= Claude Morley =

English antiquary and entomologist

Claude Morley (22 June 1874 - 13 November 1951) was an English antiquary and entomologist who specialised in Hymenoptera and Diptera. He has been described by Peter Marren as "Suffolk's best-known entomologist".

== Biography ==
Morley was born at Astley Bank in Blackheath in 1874 and educated at Beccles before attending King's School, Peterborough and later Epsom College. After living on the Isle of Wight in his father's house at Cowes, he moved in 1892 to Ipswich where he worked with John Ellor Taylor, then Curator of the Ipswich Museum. He married in 1904, living at Monk Soham until his death in 1951. He had no radio, telephone, or electricity in his house. E.A. Elliott was a close friend, as was Arthur Chitty.
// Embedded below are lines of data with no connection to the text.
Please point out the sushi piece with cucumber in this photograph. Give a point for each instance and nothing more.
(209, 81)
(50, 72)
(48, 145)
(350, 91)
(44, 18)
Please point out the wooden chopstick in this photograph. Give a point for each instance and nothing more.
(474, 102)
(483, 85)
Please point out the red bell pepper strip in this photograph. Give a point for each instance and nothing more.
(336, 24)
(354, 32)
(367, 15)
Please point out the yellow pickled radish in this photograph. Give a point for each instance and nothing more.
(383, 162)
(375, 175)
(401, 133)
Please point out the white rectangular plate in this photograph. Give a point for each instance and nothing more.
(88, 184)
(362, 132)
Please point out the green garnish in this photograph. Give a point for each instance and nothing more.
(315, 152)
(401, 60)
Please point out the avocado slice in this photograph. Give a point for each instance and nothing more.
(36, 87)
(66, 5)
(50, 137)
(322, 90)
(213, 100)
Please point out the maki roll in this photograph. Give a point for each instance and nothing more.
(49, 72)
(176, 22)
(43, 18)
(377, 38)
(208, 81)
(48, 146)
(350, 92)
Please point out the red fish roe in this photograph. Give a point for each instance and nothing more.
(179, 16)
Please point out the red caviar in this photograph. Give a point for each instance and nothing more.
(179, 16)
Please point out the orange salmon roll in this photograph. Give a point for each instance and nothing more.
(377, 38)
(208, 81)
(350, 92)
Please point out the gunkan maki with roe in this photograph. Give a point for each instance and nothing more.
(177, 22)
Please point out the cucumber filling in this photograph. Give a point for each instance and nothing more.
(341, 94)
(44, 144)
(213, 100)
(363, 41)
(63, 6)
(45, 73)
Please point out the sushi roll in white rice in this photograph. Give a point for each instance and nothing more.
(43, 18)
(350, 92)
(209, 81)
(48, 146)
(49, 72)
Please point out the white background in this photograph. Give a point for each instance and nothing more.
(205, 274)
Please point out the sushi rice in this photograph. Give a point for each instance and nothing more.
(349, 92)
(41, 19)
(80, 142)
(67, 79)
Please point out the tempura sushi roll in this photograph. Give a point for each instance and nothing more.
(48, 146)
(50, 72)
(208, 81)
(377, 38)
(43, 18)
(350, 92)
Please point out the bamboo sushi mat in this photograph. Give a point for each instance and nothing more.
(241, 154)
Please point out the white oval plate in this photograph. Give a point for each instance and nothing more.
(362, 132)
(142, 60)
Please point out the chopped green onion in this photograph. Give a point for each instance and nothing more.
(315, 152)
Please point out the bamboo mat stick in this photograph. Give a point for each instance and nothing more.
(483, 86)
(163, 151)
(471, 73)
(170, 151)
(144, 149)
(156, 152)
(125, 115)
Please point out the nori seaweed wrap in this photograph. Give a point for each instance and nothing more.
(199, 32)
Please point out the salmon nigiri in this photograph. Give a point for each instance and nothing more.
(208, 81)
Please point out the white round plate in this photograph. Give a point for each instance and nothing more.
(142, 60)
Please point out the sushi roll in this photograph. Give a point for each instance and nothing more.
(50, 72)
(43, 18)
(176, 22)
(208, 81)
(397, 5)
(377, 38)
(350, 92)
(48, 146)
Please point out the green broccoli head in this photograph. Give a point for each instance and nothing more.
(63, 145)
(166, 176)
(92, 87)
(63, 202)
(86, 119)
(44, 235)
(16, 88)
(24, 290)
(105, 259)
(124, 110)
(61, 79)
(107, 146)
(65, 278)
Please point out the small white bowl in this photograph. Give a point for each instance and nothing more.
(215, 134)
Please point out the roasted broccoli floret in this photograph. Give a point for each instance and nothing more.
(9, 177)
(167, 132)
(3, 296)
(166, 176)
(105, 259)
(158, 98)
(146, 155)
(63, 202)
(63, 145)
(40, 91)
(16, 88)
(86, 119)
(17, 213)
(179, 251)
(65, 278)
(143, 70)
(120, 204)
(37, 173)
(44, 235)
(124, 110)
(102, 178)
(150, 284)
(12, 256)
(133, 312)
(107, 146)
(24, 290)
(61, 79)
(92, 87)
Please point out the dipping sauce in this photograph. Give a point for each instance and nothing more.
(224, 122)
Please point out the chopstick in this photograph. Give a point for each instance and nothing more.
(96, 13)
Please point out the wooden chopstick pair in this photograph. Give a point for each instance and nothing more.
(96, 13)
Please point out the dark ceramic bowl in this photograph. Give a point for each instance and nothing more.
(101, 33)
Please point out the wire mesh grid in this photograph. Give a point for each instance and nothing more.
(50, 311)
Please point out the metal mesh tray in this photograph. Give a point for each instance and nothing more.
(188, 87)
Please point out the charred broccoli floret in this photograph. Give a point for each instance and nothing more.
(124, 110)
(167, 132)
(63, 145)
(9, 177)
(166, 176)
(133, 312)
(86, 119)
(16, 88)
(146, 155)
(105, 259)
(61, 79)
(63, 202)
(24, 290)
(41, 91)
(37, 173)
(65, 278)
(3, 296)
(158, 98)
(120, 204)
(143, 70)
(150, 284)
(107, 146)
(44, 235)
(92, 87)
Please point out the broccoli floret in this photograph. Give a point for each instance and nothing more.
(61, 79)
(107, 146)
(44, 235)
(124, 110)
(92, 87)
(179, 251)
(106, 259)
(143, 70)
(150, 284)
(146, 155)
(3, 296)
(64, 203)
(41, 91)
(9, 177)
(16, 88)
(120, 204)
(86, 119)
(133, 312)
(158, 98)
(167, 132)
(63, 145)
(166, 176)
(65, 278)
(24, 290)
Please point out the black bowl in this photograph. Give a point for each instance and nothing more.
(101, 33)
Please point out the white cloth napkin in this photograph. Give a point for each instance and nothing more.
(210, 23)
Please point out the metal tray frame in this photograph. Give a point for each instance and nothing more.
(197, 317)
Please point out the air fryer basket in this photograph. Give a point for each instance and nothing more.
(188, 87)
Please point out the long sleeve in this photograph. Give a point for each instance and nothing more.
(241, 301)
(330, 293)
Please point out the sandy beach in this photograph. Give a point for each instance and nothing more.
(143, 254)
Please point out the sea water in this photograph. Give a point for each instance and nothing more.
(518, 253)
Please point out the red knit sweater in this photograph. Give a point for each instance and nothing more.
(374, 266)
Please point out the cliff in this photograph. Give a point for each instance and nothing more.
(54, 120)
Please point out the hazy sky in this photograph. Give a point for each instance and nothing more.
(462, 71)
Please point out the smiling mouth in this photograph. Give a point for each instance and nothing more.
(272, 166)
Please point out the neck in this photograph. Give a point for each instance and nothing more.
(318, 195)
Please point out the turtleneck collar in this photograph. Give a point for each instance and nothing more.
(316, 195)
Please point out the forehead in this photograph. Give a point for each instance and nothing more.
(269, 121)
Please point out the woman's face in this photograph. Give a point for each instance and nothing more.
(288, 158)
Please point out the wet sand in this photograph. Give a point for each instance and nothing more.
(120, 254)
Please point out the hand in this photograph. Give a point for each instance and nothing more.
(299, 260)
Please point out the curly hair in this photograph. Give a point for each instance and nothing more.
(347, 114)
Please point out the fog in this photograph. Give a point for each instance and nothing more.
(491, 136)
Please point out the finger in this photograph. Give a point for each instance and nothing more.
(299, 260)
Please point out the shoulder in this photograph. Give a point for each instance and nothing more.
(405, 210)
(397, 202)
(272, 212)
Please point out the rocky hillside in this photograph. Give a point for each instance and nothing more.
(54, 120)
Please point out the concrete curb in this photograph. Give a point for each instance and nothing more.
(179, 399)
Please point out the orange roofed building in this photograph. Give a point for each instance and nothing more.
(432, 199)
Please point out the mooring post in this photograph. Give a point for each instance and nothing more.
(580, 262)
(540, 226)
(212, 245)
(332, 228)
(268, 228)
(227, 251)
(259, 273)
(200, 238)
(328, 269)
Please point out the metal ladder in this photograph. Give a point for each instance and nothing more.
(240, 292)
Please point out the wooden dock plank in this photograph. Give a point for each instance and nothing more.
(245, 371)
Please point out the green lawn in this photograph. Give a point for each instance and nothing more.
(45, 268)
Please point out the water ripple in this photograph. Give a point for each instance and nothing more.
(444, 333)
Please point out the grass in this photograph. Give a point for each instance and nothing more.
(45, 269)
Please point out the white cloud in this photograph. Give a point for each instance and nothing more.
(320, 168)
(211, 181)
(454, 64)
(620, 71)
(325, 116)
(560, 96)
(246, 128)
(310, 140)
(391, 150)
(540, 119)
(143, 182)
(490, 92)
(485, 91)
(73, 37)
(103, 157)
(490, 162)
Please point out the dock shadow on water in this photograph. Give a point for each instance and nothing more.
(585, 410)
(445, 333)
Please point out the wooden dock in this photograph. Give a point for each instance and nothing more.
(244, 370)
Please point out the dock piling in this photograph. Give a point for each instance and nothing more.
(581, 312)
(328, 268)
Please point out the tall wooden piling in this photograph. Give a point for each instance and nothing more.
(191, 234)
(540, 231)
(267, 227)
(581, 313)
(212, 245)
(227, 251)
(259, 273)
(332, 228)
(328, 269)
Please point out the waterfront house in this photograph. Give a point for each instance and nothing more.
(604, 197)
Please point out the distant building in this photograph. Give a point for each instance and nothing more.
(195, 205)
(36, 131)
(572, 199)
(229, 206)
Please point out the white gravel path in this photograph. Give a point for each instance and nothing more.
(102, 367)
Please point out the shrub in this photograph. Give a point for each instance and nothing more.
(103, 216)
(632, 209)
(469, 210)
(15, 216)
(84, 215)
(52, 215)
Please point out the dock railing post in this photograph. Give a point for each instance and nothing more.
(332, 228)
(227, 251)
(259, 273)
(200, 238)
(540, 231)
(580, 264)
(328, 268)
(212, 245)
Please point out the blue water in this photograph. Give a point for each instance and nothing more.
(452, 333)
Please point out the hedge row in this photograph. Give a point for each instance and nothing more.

Morley worked first on Coleoptera, then Hemiptera and then Ichneumonidae. His magnum opus was the five volume Ichneumons of Great Britain (1903-1914). Morley's collection of mainly Suffolk material covering the period 1898-1951 is in Ipswich Museum. It occupies around 260 drawers. There are Cerambycids bearing his name in the Kauffmann collection at Manchester.

Morley was a Fellow of the Entomological Society of London 1896. In 1929 he was one of the founding members of the Suffolk Naturalists' Society, and an editor of Transactions of the Suffolk Naturalists' Trust, the society's journal. Among pre-1950 British entomologists, Morley showed a relative interest in Irish fauna.

He also wrote poetry under the pseudonym of Maude Clorley.

==Works==
=== Hemiptera ===
- Morley, Claude (1905). "The Hemiptera of Suffolk"

=== Hymenoptera ===
- Morley, Claude (1899). "The Hymenoptera of Suffolk"
- On the Ichneumonidous Group Tryphonides schizodonti with descriptions of new species (1905)
- A description of the superior wing of the Hymenoptera, with a view to giving a simpler and more certain nomenclature to the alary system of Jurine.Trans. Ent. Soc. London, 1909: 439–447, figs. (1909)
- Catalogue of British Hymenoptera of the family Chalcididae, 74pp. Publisher? (1910).
- A revision of the Ichneumonidae based on the coll. in the British Museum Publisher? (1912–1914).
- (1908–1911) Ichneumonologia Britannica (4 Volumes) London
- On in some South African Ichneumonidae the collection of the South African Museum.Annals of the South African Museum,17:191-229. (1917)
- Fauna of British India Hymenoptera Vol. 3. Ichneumones Deltoidei (1913)
- The Percy Sladen trust Expedition to the Indian Ocean (Seychelles) in 1905. 12.Ichneumonidae (1912)

=== Coleoptera ===
- Morley, Claude (1899). "The Coleoptera of Suffolk" Supplement, 1915. The work listed 1783 species and the supplement 237.

Morley also wrote many articles in the Entomologist's monthly magazine, Entomologist's Record and Journal of Variation, and other periodicals, and he was on the editorial staff of The Entomologist from 1909.